Nearly three quarters of Brits go to work despite feeling so ill they could legitimately stay at home, a survey of Britain’s working wounded has revealed.
The survey by AXA PPP healthcare indicates that, in the past six months alone, two thirds of working people have gone to work when they would have been well within their rights to stay at home. And during this time more than half (53 per cent) of respondents have not taken a single day off sick.
So why are we dragging ourselves into work when we’re so unwell?
In the main it’s for positive reasons, with 29 per cent of people saying they don’t want to let down their colleagues.

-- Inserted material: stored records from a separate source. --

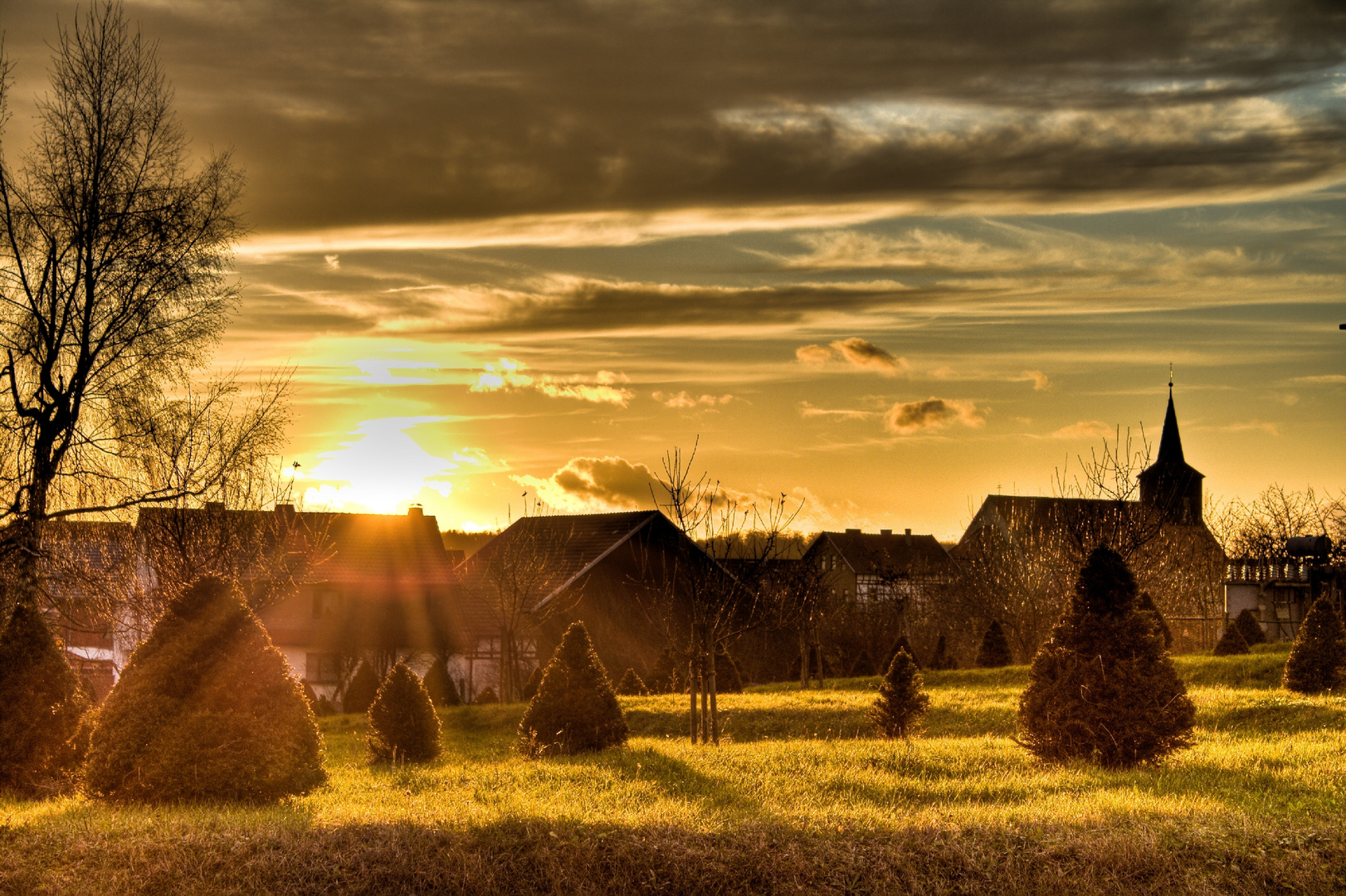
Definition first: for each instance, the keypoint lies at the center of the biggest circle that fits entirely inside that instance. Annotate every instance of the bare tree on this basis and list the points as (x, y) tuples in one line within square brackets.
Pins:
[(114, 291), (712, 586)]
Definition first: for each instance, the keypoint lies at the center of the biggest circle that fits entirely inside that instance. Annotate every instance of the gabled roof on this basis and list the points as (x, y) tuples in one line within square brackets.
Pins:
[(573, 545), (875, 553), (377, 549)]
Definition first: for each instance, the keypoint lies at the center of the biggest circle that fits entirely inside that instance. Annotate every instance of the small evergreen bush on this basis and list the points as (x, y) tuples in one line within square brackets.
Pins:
[(1231, 643), (402, 720), (575, 709), (995, 649), (1319, 651), (727, 679), (441, 685), (900, 645), (530, 685), (900, 703), (1251, 629), (361, 690), (205, 709), (629, 686), (1103, 688), (1147, 606), (941, 658), (42, 704)]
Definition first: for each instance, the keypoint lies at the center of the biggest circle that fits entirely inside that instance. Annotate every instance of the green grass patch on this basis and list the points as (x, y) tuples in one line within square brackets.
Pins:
[(798, 796)]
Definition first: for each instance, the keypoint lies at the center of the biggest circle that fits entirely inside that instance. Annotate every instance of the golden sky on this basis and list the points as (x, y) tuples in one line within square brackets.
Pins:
[(883, 257)]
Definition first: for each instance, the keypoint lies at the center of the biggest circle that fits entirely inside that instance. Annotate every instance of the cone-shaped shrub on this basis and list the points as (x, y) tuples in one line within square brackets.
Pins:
[(995, 649), (441, 685), (530, 685), (402, 720), (575, 709), (1231, 643), (1147, 606), (727, 679), (632, 685), (941, 658), (1315, 660), (1103, 688), (902, 643), (41, 707), (1251, 629), (205, 709), (359, 690), (900, 705)]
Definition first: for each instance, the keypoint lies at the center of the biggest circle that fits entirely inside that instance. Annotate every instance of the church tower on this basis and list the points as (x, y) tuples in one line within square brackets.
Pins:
[(1171, 485)]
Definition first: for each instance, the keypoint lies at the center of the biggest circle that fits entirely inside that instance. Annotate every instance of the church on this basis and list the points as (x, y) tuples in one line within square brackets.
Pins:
[(1157, 526)]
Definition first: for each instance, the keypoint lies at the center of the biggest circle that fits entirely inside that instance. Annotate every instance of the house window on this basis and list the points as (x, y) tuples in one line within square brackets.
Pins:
[(326, 601), (322, 669)]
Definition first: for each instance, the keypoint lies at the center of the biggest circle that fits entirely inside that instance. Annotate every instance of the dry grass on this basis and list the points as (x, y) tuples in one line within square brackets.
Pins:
[(801, 796)]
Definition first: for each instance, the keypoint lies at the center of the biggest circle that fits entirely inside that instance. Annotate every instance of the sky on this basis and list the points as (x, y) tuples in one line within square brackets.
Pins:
[(883, 259)]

But there are some negative reasons, more based on fear – 24 per cent say they just have too much work to do and 15 per cent are worried their sick leave records could be used against them if their employer comes to making people redundant.
One in five people even say that they’ve used up some of their annual leave entitlement to cover up for having to take time off sick – of these, 32 per cent said they’d done this because they didn’t get paid for sick days, while 26 per cent said they were scared their sick leave record could be used against them if their employer comes to making people redundant.
Dudley Lusted, of AXA PPP healthcare, said: “Sickness absence is very often due to minor, self-limiting illnesses and, as this survey shows, most employees continue to turn up for work when they’re feeling under the weather.
“And, if they do have to take time off, they can be trusted to come back as soon as they feel well enough to work again.
“It’s wrong to subject hard working people to over zealous absence management methods such as having to report in sick to an occupational nurse ‘helpline’ or even be subjected to a lie detector test!
The AXA PPP survey examined levels of sickness presence by profession, with some interesting variations. Nearly nine in 10 people who work in marketing, advertising and PR, or in sales solider on even when they could have stayed at home.
Likewise, 72 per cent of those working in media and creative industries kept going when they could have legitimately stayed home.
Those in the charity sector are the least likely to go to work if they are feeling unwell, with 48 per cent having never done this, followed by 46 per cent of graduate and trainee employees and 44 per cent of those working in electronics.